In some cases, inclusion into a subclass can be determined by the existence of a certain attribute. These subclasses are called predicate-defined subclasses. Membership is defined by a particular value of an attribute. (Subclasses can also be defined without any particular attribute, though they must be defined manually--Those are called user-defined subclasses).
The reverse operation of specialization--namely to summarize a set of subclasses into a master entity, is called a generalization.
"The single most important concept in relational schema design theory is that of a functional dependency," write Ramez Elmasri and Shamkant Navathe in "Fundmanetals of Database Systems."
But what is a functional dependency? It is the actual relationships in the relational database. It is the relations among the attributes within a table.

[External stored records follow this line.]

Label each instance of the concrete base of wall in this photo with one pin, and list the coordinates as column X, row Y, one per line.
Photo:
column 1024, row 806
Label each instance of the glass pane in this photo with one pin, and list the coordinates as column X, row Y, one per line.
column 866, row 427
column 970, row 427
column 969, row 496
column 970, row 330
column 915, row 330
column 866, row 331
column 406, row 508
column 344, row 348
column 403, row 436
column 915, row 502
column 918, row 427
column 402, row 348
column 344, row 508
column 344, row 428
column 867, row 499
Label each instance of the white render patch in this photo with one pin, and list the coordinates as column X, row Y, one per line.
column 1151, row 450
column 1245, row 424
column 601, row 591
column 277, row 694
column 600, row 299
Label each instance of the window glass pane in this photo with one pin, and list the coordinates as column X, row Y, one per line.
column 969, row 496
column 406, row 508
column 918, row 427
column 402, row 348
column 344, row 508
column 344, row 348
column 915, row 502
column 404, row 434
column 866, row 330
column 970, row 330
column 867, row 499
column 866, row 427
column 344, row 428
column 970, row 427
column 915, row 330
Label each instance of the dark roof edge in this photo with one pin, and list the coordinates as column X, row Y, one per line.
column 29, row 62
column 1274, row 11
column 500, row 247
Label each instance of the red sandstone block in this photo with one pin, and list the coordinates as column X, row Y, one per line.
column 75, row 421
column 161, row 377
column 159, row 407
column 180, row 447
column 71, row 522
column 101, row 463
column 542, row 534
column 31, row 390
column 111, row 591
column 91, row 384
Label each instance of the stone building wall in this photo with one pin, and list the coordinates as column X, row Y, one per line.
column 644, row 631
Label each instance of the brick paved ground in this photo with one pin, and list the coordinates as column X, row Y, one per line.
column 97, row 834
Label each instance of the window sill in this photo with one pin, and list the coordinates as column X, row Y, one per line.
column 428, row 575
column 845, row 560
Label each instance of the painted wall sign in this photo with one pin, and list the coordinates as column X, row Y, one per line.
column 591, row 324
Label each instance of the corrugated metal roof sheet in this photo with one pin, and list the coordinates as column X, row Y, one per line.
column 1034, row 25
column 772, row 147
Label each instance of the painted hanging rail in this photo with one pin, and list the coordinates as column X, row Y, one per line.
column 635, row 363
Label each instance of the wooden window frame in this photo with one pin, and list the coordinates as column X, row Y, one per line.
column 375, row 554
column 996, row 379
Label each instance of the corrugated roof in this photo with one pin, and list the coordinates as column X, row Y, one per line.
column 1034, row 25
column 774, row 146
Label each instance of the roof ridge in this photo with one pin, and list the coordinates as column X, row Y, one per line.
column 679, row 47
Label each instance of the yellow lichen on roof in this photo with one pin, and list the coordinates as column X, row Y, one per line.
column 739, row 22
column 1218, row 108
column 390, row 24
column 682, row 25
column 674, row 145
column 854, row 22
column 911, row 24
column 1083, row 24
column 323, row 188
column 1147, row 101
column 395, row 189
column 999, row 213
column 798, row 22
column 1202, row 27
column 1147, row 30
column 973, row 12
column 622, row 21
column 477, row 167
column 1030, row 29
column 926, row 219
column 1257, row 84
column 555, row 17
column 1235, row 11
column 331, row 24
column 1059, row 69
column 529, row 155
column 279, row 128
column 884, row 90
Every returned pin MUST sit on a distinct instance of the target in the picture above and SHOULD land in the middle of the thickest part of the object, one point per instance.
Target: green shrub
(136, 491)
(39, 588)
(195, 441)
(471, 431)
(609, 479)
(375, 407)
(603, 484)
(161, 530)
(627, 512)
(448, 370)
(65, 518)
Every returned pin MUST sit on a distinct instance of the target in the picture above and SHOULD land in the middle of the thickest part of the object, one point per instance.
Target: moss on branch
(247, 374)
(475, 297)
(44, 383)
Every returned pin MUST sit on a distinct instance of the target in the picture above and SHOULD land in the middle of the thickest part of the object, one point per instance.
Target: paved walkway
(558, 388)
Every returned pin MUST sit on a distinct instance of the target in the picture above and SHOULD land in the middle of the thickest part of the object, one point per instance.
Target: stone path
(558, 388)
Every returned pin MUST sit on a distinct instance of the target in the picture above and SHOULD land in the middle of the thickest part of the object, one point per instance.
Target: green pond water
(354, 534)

It is a constraint between two sets of attributes. The relations are permanent and unalterable.
For instance, a table may have two attributes, or columns. If one is the primary key, we can then say we can always determine the value of the second attribute using the primary key. This means we can use the primary key as an index to look up the second attribute. It is a mathematical certainty. The primary key is the determinant and the other is the dependent, the parlance of database-speak.
(Keep in mind that this relationship does not work in reverse. You can not use a dependent value to definitively determine the primary key, chiefly because the dependent value may not be unique in a given table).
Beyond the simple connection drawn between the primary key and the dependents, a number of other inferences can be made as well, using Armb's inference rules, which cover the laws of logic such as transitivity and reflexivity.